インフラが整っていないという環境面の問題についても、「ここ3年でやっと整ってきた」というのが小暮氏の感触だ。どの家庭にもWi-Fiがひかれ、デバイスを使う上で不可欠な通信プロトコルもチップの精度が上がり、離れた場所でも電波が届きやすく、またバッテリーの消費も抑えられるようになった。

高いMAUを周辺サービスに活用

SpaceCoreが面白いのは、スマートホーム以外の周辺サービスが充実していることだ。例えば、家事代行やクリーニングや収納などの暮らしに役立つサービスと連携しており、必要な時にすぐにアプリから申し込める。また、完全無人で宅配物の受け取りができるスマート宅配ボックスとの連携、さらには賃貸マンションに住んでいる場合は、マンションの管理組合とのやりとりを行うことも可能だ。エレベーター修理のお知らせや一斉清掃のお知らせなどの、これまで掲示板で告知されていた内容にアプリからアクセスできる。こうした家と外をシームレスにつなぐサービスが機能するのも、遠隔操作が必要なスマートホームのシステム基板があってこそ。加えて、「SpaceCoreの高いMAU(※)がポイント」だと小暮氏は続ける。※MAUとはMonthly Active Usersの略で、Webサイトやアプリ、各種オンラインサービスの月間ユーザー数のこと。

 

「SpaceCoreのMAUは67%と、アプリのなかでは非常に高い数値。これはTwitterを超えるほどのアクティブ・ユーザー数です。生活に密着しているアプリと言えます。アプリのプッシュ通知の開封率もとても高いので、様々なサービスや管理組合さんとのやりとりと親和性が高く、事業者さん入居者さんの双方に喜ばれています」

5〜10年でスマートホームは標準装備に

持ち家では、コロナ禍で在宅時間が増えたことで問い合わせが倍増したという。また賃貸でも、特に地方の空室が多い物件では、先行投資として検討する物件オーナーも増えている。スマートホーム化のニーズは高く、それに伴って家賃も上げられるからだ。近い将来、日本のスマートホームはどうなっていくのか?小暮氏に予想してもらった。

 

「今後5〜10年をかけて、日本でもスマートホームは間違いなく一般化していくでしょう。アメリカでは2,000万世帯にスマートホームが普及していますが、これは関東一都三県と同じくらいの世帯数にあたります。世界中のあらゆるシンクタンクの調査でも我々の調査でも、もう2035年には、マーケットは世界中に広まっていることが予想されています。アメリカ同様日本でも、スマートホームのプラットフォームはおそらく数社に集約されていくと思います。
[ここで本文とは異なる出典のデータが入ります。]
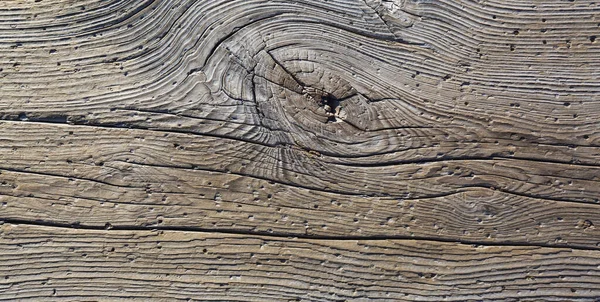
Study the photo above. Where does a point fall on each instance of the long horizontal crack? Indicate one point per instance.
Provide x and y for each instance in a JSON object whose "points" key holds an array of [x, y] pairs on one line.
{"points": [[191, 229]]}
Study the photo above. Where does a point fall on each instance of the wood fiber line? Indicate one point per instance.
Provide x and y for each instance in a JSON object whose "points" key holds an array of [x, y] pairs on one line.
{"points": [[68, 264], [415, 149]]}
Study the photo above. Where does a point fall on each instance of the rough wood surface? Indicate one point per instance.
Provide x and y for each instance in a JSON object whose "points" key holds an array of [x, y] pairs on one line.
{"points": [[456, 138], [65, 264]]}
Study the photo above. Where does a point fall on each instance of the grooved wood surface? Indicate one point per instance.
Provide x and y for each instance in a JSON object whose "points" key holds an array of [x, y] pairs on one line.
{"points": [[307, 150]]}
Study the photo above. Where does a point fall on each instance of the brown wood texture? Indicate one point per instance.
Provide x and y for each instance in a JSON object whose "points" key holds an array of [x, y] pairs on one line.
{"points": [[309, 150]]}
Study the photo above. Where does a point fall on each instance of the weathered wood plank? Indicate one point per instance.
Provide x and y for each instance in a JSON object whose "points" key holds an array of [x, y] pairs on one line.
{"points": [[69, 264], [230, 125], [126, 177]]}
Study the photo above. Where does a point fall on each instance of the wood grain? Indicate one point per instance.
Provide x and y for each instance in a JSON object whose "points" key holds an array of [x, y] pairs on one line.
{"points": [[68, 264], [417, 128]]}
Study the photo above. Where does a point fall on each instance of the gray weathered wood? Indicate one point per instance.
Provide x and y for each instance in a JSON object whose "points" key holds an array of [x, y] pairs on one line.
{"points": [[456, 130]]}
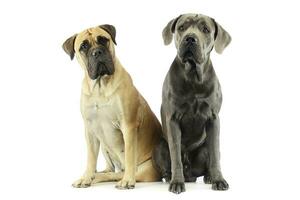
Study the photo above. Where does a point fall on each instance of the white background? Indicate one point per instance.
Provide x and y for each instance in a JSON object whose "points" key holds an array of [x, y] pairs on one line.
{"points": [[42, 147]]}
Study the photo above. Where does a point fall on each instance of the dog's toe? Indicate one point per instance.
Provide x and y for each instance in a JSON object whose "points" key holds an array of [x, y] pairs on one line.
{"points": [[125, 184], [220, 185], [177, 187], [207, 179]]}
私たちはその内のひとつになり、スマートホーム化を推し進めていきたいです」

スマートホームの未来を考える上では、「ウォシュレット」の例がわかりやすい、と小暮氏は続ける。

 

「ウォシュレットは市場を獲得するのにかなり苦戦して、15年ほどかかりました。最初10年間は伸び悩みましたが、10年経ち、認知度が徐々に高まり、トイレにコンセントを設置するのが標準装備になりました。そこで一気に普及したのです。日本でスマートホーム事業が始まり、現在10年経ったところです。現在の普及率は2%とまだ低いですが、ここ数年で環境が整ってきていますので、今後5年くらいかけてぐっと伸びて行くと思います。まずは、スマートホームが新築物件に標準装備として入っているような世界になるでしょうね」

 

スマートホームの認知が高まれば、新築に加えて、賃貸物件にも普及していく。そうなれば、前者はもちろん、後者の居住者も「家を購入するときはスマートホームが良い」となるだろう。一度経験してしまったら、“ないと困る”のがスマートホームだからだ。そうした未来の住環境が実現する時、スマートホームそのものだけでなく、プラットフォームも欠かせないものになっているだろう。

小暮 学

Manabu Kogure

アクセルラボ 代表取締役

1976年生まれ。不動産投資会社営業職を経て、2004年、27歳で株式会社インヴァランスを設立。総合デベロッパーとして東京都内の投資用マンションにおけるリーディングカンパニーへと成長させる。2017年、アクセルラボ設立。空間とテクノロジーの融合を掲げ、スマートホームサービスなど様々な事業を展開。AI・IoT分野の海外スタートアップへの投資も積極的に行っている。